We normally assume it is wisdom that comes from experience. No doubt this is true for some of us. But I wonder if what we think of as wisdom is based on a healthy foundation of patience. Let me give you one small example to illustrate the idea.
Have any of you ever been away from work and neglected to respond to an URGENT request, only to find the matter resolved upon your return? If you have ever managed to step entirely away from your work for a week or more, I expect you've experienced this. What can we learn from this phenomenon?
Well, it could be that people are incautious in their requests, and label them "URGENT" when they are not urgent. Or perhaps, for matters that are truly urgent, the requestor finds another way to satisfy their request when they realize you are absent. Either scenario might lead you to ask yourself, "Why did they come to me in the first instance when there was another way for them to get what they needed?"
Maybe the request falls clearly within the scope of your job. Then I think we would agree it is reasonable for people to ask you for help. Most of us are not bothered by legitimate requests, so long as they are legitimately delivered. A legitimate request becomes an inappropriate burden to us when the person simply sits on it for no good reason other than their poor time management.

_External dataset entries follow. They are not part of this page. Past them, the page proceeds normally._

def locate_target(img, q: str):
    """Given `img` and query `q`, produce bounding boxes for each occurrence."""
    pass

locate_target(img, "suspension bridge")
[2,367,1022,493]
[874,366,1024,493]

We've all experienced a request for expedited service only to realize our counterpart could have asked for our help weeks earlier. I don't know about you, but it burns me up to respond in crisis mode when an issue has become a burning issue because of someone else's negligence.
My Chairman asked us to follow two simple rules when making requests of others. I try hard to honor these rules in all cases:
- Always assume the person you are approaching is as busy as you are. They are not sitting idle waiting for your request. Your proposed deadline must take the recipient's busy schedule into account.

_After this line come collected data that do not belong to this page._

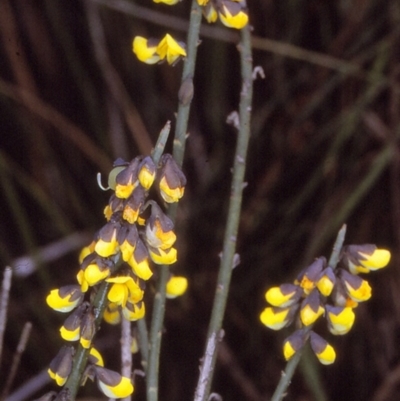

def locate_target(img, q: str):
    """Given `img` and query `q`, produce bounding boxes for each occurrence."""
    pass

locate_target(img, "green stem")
[136,318,149,371]
[62,281,111,400]
[146,3,202,401]
[152,121,171,165]
[270,225,347,401]
[173,0,202,167]
[193,24,253,401]
[146,265,169,401]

- After considering the first point, tailor your proposed deadline to the difficulty of the task. You should propose a shorter deadline for responses that take only a moment to deliver. But allow more time for tasks that take more time.
You might find these rules blindingly obvious and simple. I do, too. But ask yourself how often people observe the rules in practice, and you will appreciate the beauty of learning to follow them yourself.

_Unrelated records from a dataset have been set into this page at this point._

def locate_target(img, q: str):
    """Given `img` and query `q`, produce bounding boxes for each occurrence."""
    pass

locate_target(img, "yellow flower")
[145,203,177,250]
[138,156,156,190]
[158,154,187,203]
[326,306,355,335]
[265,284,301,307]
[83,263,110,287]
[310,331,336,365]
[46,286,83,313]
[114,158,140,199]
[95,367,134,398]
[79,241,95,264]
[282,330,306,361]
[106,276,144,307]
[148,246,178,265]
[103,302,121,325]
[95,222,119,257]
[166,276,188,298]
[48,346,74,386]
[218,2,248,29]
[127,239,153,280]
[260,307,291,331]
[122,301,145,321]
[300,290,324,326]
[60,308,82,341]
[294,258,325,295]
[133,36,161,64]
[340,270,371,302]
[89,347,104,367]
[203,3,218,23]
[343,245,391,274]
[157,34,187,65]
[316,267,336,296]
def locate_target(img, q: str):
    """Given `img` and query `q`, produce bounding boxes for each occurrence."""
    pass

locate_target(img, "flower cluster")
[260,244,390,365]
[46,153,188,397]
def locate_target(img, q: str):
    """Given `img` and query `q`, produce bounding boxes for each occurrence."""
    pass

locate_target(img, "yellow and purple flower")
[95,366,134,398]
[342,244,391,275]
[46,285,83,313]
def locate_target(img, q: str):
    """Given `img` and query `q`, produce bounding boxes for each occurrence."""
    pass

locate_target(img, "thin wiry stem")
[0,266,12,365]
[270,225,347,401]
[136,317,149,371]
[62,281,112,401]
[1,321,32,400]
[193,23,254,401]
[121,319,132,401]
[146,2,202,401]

This all relates to legitimate requests, i.e. those on topics within the scope of our jobs. How shall we think about requests that fall outside the scope of our jobs? For all the things that we must do, there are a great number that we could do. And because we are conscientious, hard-working, and competent, in our heart of hearts we know we can do many things better than our work colleagues themselves.
Have you ever found yourself doing something that was technically a co-worker's job? Maybe they asked you nicely and you didn't want to say no. Maybe you knew you could do it relatively quickly and it would save you time later not to have to correct their sloppy work.
Whatever your rationale, consider that you may be sabotaging your own success. If you have any meaningful responsibilities, then you are already busy. If you are working strategically, then you have already set your own priorities. Yes, we adjust our priorities according to external circumstances. But adjusting your priorities to suit a colleague's laziness or incompetence only enables them and harms you.
Now I suspect you are more tactful than I am and would never call your colleagues lazy or incompetent, at least not to their faces. This is where patience masquerading as wisdom comes to your rescue. No matter what type of URGENT requests you receive, simply continue to do your own work according to your own priorities:
- The person who is trying to get you to do their work for them will see that you do not rise to the bait. They will eventually look elsewhere with no drama.
- The person who has mismanaged their time needs to suffer consequences for their failure. Let them. Even if this means they try to escalate to your boss. If they have caused a crisis for you by their own poor time management, your boss will also see it.
- And if an unexpected, truly urgent topic comes up that deserves your immediate attention according to your pre-determined strategy and priorities, you may work on it with a clean conscience. But only then.
So in sum: stick to your own priorities. No need for an ugly confrontation. No need for bitterness. Only patience. Maybe that's true wisdom after all.
In this week's Moral Letter 049 On How All Things End, I discuss how we are all affected by the passage of time. How in our youth we are wasteful of time, and only in middle and later age do we start to take note and enjoy our lives as we are living them:
Knowing finally that every hour contains but sixty minutes, and every minute but sixty seconds, each moment seems infinitely more precious to us precisely because we know they are slipping through our fingers, never to return. What irony that it takes a life to learn that we should take none of our lives for granted!
Is there any way to become mindful without age and experience? I believe philosophy holds a potential key, and Stoicism in particular.
In Moral Letter 050 On Those Who Will Not See, I discuss how taking direct responsibility for our thoughts and feelings may be one such key. This is both good news and bad news. Bad news because we are largely the cause of our own unhappiness by virtue of our thoughts. Those same thoughts, however, are the route to our salvation:
We can wish for what we have not and so make ourselves unhappy, and choose to consume our particular poison and so make ourselves unwell. But who says we can only wish for and choose that which makes us miserable and sick? I grant you full agency over your thoughts, my dear Deuteros, and I urge you to see clearly and use your power wisely.
It is mindfulness itself that grants us agency over our thoughts. We can think ourselves unwell, or well. To be well, all we need is the patience to slow down and consider what it is that truly will make us happy.